O halde, hasarın teminat dışı kalabilmesi için kazanın meydana geliş şekli itibariyle sürücünün salt (münhasıran) alkolün etkisi altında kaza yapmış olması gerekmektedir. Diğer bir anlatımla, sürücünün alkollü olması tek başına hasarın teminat dışı kalmasını gerektirmez. Üstelik, böyle bir durumda hasarın teminat dışı kaldığının ispat yükü 6762 sayılı TTK"nun 1281. maddesi hükmü gereğince sigortacıya düşmektedir.

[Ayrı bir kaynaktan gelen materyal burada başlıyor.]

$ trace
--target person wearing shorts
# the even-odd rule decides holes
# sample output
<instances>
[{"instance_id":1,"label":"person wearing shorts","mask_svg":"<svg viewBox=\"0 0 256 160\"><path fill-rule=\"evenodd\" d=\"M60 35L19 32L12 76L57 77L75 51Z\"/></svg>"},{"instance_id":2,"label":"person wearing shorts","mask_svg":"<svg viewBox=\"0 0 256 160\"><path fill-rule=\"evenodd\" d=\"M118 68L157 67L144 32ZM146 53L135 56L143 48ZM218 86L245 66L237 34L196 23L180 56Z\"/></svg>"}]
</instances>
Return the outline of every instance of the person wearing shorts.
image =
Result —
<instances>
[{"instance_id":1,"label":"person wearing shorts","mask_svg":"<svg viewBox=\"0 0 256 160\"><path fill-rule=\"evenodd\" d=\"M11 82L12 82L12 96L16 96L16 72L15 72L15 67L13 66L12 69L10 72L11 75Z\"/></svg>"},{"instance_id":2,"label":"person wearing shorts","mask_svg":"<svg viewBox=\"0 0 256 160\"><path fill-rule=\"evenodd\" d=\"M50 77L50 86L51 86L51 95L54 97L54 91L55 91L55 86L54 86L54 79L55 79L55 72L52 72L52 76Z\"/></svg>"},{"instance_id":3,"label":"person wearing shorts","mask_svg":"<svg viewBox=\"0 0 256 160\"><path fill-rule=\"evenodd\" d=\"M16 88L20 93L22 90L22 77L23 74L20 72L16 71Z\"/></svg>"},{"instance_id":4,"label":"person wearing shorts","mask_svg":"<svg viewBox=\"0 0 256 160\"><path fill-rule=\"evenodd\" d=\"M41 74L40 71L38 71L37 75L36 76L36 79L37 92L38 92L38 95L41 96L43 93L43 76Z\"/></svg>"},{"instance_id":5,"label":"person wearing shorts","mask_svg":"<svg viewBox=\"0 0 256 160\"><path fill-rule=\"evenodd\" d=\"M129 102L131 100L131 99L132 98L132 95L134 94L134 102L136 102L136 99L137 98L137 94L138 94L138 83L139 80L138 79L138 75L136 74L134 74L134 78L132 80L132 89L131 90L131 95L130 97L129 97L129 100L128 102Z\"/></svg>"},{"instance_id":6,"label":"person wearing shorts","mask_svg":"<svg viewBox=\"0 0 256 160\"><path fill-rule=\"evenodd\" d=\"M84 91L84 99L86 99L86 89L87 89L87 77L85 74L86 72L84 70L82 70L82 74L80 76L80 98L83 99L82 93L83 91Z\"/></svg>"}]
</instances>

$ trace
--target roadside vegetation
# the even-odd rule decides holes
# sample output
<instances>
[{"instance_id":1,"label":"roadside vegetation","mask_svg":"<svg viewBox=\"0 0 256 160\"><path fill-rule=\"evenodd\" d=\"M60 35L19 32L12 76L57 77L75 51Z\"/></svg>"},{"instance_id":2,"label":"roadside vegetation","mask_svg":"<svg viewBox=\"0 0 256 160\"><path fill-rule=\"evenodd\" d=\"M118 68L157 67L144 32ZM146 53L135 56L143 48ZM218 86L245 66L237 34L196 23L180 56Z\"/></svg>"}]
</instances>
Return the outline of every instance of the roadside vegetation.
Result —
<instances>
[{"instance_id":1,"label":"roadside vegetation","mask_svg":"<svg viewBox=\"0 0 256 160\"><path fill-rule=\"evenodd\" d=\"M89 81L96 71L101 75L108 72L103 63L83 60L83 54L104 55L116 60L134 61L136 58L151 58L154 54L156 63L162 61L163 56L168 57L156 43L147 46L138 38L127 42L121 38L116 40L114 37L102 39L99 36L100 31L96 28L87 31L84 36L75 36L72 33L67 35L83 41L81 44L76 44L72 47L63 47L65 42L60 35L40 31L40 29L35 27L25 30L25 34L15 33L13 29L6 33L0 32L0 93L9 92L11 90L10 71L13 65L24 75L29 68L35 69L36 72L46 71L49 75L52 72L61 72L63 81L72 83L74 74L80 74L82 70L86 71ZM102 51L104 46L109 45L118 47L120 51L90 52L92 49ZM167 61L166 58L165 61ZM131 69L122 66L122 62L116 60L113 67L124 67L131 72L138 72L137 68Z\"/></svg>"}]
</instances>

Yargıtay"ın yerleşik uygulamalarında; sürücünün aldığı alkolün oranının doğrudan doğruya sonuca etkisi bulunmadığından, mahkemece nöroloji uzmanı, hukukçu ve trafik konusunda uzman bilirkişilerden oluşan bilirkişi kurulu aracılığıyla olayın salt alkolün etkisiyle gerçekleşip gerçekleşmediğinin, alkol dışında başka unsurlarında olayın
meydana gelmesinde rol oynayıp oynamadığının saptanması, sonuçta olayın tek başına alkolün etkisiyle meydana geldiğinin belirlenmesi durumunda, oluşan hasarın poliçe teminatı dışında kalacağından davanın kabulüne aksi halinde reddine karar verilmesi gerekeceği ilkesi benimsenmektedir. (YHGK 23.10.2002 gün ve 2002/11-768-840; YHGK 7.4.2004 gün ve 2004/11-257-212; YHGK 2.3.2005 gün ve 2005/11-81-18; YHGK 14.12.2005 gün 2005/11-624-713 sayılı ilamları)
Somut olayda, sigortalı aracın, yoldan çıkarak yol kenarında park halindeki kamyonlara çarptığı, araç sürücüsünün kaza anında 1.84 promil alkollü olduğu anlaşılmıştır. Kazanın, münhasıran (salt) alkolün etkisi altında meydana gelip gelmediği yönünden bilirkişi raporları alınmışsa da, alınan raporlar hüküm kurmaya elverişli değildir. Şöyle ki, uzmanlığı anlaşılamayan trafik bilirkişisi raporunda, kaza anında havanın sisli, yolun virajlı ve ıslak olduğunu belirterek kazanın oluşumunda alkol dışı etkenler olduğunu belirtmişse de, nörolog bilirkişi raporunda, alkol ile kaza arasında illiyet bağının bulunduğu, alkollü araç sürülmeseydi kazanın meydana gelmeyeceği, ödenen tazminatın sigortalıdan alınmasını gerektiren şartların oluştuğu şeklinde görüş belirtmiştir. Kurul şeklinde birlikte tanzim edilmeyen ve kendi içerisinde çelişkili raporlara dayanılarak hüküm kurulamaz.
Bu durumda mahkemece, İTÜ veya Karayolları Genel Müdürlüğü gibi kuruluşlardan seçilecek iki trafik uzmanı ve bir nörolog bilirkişisinden oluşan bilirkişi kurulundan, kazanın münhasıran alkolün etkisi altında gerçekleşip gerçekleşmediğinin, başka unsurların da etkili olup olmadığının tespiti hususlarında ayrıntılı, gerekçeli ve denetime elverişli rapor alınarak sonucuna göre bir karar verilmesi gerekirken, yazılı şekilde eksik inceleme ile hüküm kurulması doğru görülmemiştir.
SONUÇ:Yukarıda açıklanan nedenlerle davacı vekilinin temyiz itirazlarının kabulü ile hükmün BOZULMASINA, peşin alınan harcın istek halinde temyiz eden davacıya geri verilmesine 30/11/2015 gününde oybirliğiyle karar verildi.